20 thoughts on “PSC Ep. 78: What kind of chlorine do I use with high cyanuric acid?

  1. I cannot get my CYA down below 200. I have drain the pool several times and refill with fresh water no change! What else can I do?

  2. What is the difference between cal-hypo shock and regular granular shock that you mentioned in your answer? I thought calcium hypochlorite was granular chlorine. Is regular granular shock not granular chlorine?

    1. What is the brand of shock you are referring to? I ask because every type of chlorine has a “scientific name” like calcium hypochlorite or sodium di-chlor. Most pool shock is made of varying strengths of cal-hypo. You will see products listed as 65 % to 75% cal hypo shock in stores and online.

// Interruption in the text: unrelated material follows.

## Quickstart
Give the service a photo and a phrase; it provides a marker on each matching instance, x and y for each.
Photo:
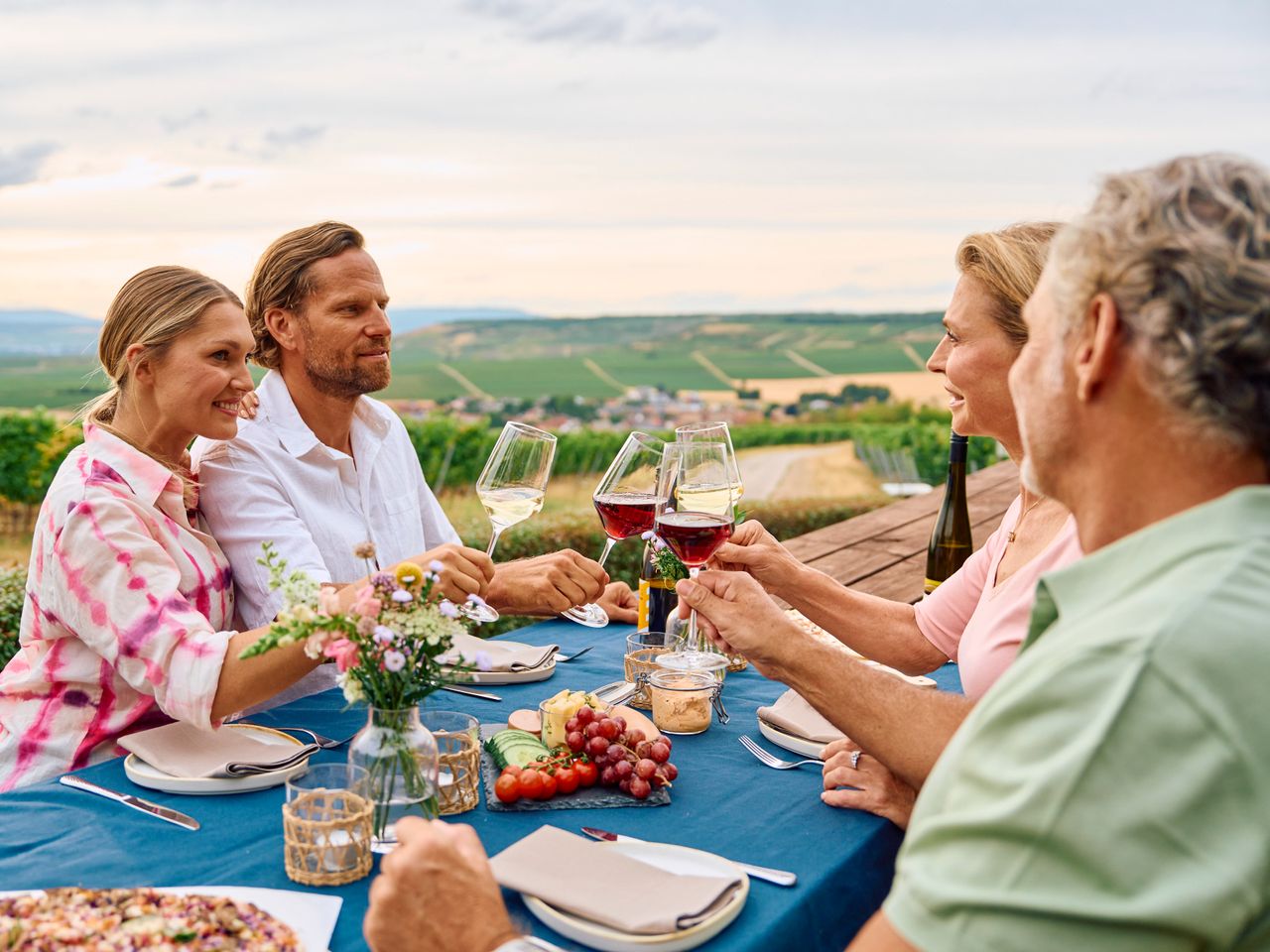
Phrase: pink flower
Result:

  3. My free chlorine and CYA levels were too high (FC around 6.5, CY over 100), so I drained about half the pool and filled it back up, but both levels were still very high (FC 3.4, CYA 70-80). A couple of questions:
    1) My pH and alkalinity are in the normal range, but my testing kit had a formula to factor in high CYA, which brought the number down to where it is too low. Should I go by the adjusted number, or with the number from my actual test?
    2) I haven’t added any chlorine in a couple of days, so the FC has dropped to normal level (2.2 as of last night), but my pool has turned completely green. If I shock it to start the process of ridding it of algae, do I start with shock? Or get the adjusted alkalinity in line first, then shock?

  4. If my CYA between 200- 300 what shock would you dose it with to lower they CYA.
    We use 3″ Chlorine Tabs • 99% Trichloro-s-trianzinetrione (Tri-Chlor) Active Ingredient
    I’m not sure if they have stabilizer included in the ingredients, should we be using those?
    Is there any other reason our CYA would be high, maybe from organic debris or any ideas?

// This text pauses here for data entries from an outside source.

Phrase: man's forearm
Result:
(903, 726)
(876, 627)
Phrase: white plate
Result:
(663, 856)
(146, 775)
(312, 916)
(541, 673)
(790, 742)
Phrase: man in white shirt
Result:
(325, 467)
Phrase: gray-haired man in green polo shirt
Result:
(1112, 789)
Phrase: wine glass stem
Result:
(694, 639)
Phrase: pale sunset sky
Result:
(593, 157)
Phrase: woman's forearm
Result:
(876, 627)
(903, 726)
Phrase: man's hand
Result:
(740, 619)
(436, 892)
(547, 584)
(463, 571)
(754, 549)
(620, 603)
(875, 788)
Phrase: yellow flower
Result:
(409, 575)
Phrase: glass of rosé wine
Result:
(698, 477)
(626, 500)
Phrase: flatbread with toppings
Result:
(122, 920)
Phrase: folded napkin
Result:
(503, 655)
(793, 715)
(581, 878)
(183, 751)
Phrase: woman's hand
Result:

    1. Shock doesn’t lower CYA, only draining the pool water and filling with fresh will work. Your CYA is way too high and should not be above 100.

      CYA gets in the pool because you are either adding stabilizer or the tablets or liquid chlorine contain CYA. Over the years the CYA builds up if you do not add fresh water.

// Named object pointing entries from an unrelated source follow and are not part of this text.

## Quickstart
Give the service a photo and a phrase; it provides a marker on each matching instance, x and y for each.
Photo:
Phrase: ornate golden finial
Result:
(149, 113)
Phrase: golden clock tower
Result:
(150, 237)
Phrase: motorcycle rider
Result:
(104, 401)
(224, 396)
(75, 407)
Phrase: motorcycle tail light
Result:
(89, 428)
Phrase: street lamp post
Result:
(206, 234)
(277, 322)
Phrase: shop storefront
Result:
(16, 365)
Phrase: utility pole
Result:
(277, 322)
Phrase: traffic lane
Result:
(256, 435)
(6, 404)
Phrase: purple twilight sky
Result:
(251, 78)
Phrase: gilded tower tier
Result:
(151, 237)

        1. Doesn’t matter the pool surface type, CYA should not be that high. If you plan on draining a significant portion of your pool water, I would make sure the previous few days have had no rain, to make sure the shell does not pop out.

  5. I live in SW Fl and have a 12,000 gallon above ground pool. We have had a very hot, dry spring after a few bouts of cold ( for us ) weather followed by fast heat ups. I have had intermittent algae problems which is handled well with normal chlorine applications. My alkalinity and ph stays in the proper ranges. I do get organic debris from a tree but I clean the pool frequently to remove it. Now my CYA level is really up and I’ll probably have to drain water off. I do not use tabs or CYA products at all. Do you think my liquid chlorine
    that I buy at the pool store could be causing part
    of the problem? I would like to avoid this problem in the future so any thoughts would be helpful. Thanks.

  6. If my pool’s CYA level has reached 300, can it be treated with chlorine shock rather than having to drain 1/2 of it and diluting it with fresh water? Having to rent a submersible pump and refill the pool is going to be pretty costly so looking for a less expensive alternative.

    1. I guess in theory you can try to keep CYA at 300 and dose it with shock. But I imagine the amount of money spent on shock and unstabilized chlorine would quickly outweigh the amount to rent a submersible pump.

      The CYA shouldn’t be above 100.

    1. You will have to be vigilant about chlorine levels. CYA levels drop due backwashing or draining so you would need to compensate for that. Depends on amount of use, temp, and a few other variables.

      In short, give it a try for yourself and tell us how it works.

  7. Suppose cya has reached 50 and i want to maintain that level. Why can’t I just switch to sodium hypochlorite and still be protected from the sun with the residual cya?

    1. You can.
      The residual is not going anywhere until you drain the pool. At 50 ppm, you’ll be fine.
      You’ll be better at 30 ppm.

  8. Hello all well. If cyanuric acid (CyA) is high and this elevation causes blockage of chlorine, how will I make a superchlorination using the same chlorine derivative, ie dichloro?